Ce geste, courant dans nos familles, cache pourtant un risque majeur. Les spécialistes rappellent que le corps d’un enfant réagit différemment de celui d’un adulte. Les doses ne sont pas les mêmes, et un mauvais médicament peut non seulement aggraver la situation, mais aussi masquer les véritables symptômes.
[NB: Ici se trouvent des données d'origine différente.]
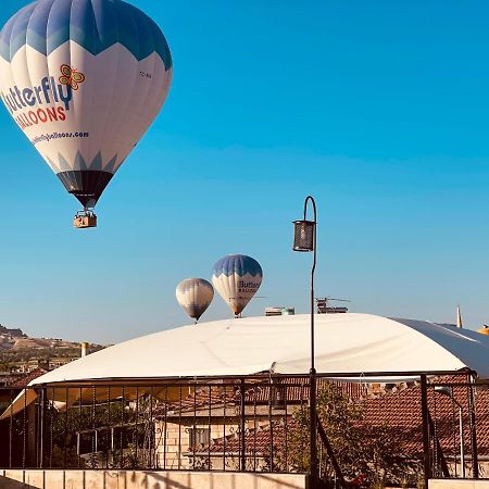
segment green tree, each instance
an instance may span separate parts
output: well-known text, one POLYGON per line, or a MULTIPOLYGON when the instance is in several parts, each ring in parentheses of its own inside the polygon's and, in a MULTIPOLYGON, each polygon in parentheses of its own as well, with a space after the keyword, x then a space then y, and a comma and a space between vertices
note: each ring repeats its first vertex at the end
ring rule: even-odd
MULTIPOLYGON (((418 461, 399 452, 396 434, 387 425, 372 427, 364 422, 364 409, 335 384, 325 384, 317 394, 317 414, 347 480, 362 487, 396 484, 415 487, 422 469, 418 461)), ((277 437, 274 469, 308 472, 310 467, 309 406, 297 409, 288 424, 287 440, 277 437)), ((319 472, 325 480, 335 474, 325 447, 318 438, 319 472)))

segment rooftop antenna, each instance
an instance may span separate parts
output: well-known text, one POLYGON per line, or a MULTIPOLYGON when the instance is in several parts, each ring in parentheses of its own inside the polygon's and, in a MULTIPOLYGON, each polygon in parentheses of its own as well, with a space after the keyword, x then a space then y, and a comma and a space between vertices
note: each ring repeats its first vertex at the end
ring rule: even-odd
POLYGON ((348 312, 348 308, 335 308, 330 306, 329 302, 351 302, 349 299, 336 299, 334 297, 325 297, 325 298, 316 298, 316 308, 317 314, 336 314, 336 313, 346 313, 348 312))
POLYGON ((456 327, 457 328, 463 328, 463 324, 462 324, 462 314, 460 312, 460 305, 456 304, 456 327))

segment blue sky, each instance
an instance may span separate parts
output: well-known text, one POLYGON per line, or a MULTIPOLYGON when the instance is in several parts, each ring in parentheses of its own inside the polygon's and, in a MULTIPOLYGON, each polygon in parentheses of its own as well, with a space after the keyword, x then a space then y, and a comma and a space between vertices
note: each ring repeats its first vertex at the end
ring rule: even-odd
MULTIPOLYGON (((98 204, 78 209, 0 111, 0 322, 116 342, 187 322, 174 294, 227 253, 263 266, 266 305, 489 322, 486 1, 134 0, 174 60, 165 106, 98 204)), ((25 1, 0 3, 3 24, 25 1)), ((229 317, 216 297, 203 318, 229 317)))

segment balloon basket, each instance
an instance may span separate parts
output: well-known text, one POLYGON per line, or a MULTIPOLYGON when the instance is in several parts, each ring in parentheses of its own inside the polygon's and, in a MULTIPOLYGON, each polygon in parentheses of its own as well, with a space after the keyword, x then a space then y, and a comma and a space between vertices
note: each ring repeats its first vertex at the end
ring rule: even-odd
POLYGON ((78 229, 97 227, 97 216, 92 211, 78 211, 73 220, 73 226, 78 229))

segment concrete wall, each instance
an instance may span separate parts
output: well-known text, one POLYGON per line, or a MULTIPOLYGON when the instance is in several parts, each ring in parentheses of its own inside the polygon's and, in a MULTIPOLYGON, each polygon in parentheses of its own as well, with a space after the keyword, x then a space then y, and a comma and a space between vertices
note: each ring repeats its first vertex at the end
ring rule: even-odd
POLYGON ((429 489, 489 489, 489 480, 430 479, 429 489))
POLYGON ((304 489, 299 474, 0 471, 0 489, 304 489))

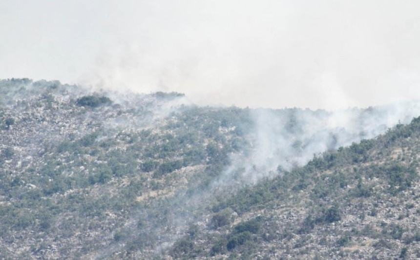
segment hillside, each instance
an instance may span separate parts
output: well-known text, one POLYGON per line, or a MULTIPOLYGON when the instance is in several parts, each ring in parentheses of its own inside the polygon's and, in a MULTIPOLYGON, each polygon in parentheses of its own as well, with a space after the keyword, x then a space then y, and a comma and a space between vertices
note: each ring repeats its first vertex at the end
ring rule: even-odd
POLYGON ((0 258, 419 258, 419 108, 1 80, 0 258))

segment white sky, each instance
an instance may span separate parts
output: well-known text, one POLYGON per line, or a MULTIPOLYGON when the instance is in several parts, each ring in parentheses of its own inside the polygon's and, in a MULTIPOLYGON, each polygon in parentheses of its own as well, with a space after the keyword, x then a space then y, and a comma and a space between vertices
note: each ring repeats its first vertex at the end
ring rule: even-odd
POLYGON ((0 0, 0 78, 202 104, 420 99, 420 1, 0 0))

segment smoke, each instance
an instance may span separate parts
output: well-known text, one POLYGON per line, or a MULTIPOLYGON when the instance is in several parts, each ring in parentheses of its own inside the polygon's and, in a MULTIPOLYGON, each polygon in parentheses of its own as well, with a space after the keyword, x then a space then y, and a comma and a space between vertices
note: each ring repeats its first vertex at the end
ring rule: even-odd
POLYGON ((195 103, 241 107, 420 98, 414 0, 2 4, 0 77, 177 91, 195 103))
POLYGON ((418 116, 420 102, 334 111, 294 109, 251 112, 255 123, 249 136, 252 152, 232 155, 232 164, 214 187, 255 184, 303 166, 326 151, 375 138, 418 116))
Résultat : un diagnostic retardé et une prise en charge compromise.
Les signes tels que fièvre persistante, vomissements, perte d’appétit ou fatigue inhabituelle ne doivent jamais être minimisés. Ils constituent des alertes que seul un professionnel de santé peut interpréter correctement. Dans le cas d’Aminata, la consultation médicale a permis d’identifier rapidement la cause et d’administrer le traitement adapté. Quelques jours plus tard, l’enfant retrouvait la santé.
Le message est clair : ne pas improviser, ne pas deviner. L’automédication chez les enfants reste un danger silencieux dans nos foyers. La meilleure protection demeure la consultation auprès d’un médecin. À Conakry, des structures comme la Clinique Espoir rappellent que la pédiatrie exige une prise en charge sécurisée et professionnelle.
Le bon réflexe : face au doute, consulter. La santé de nos enfants dépend de choix éclairés.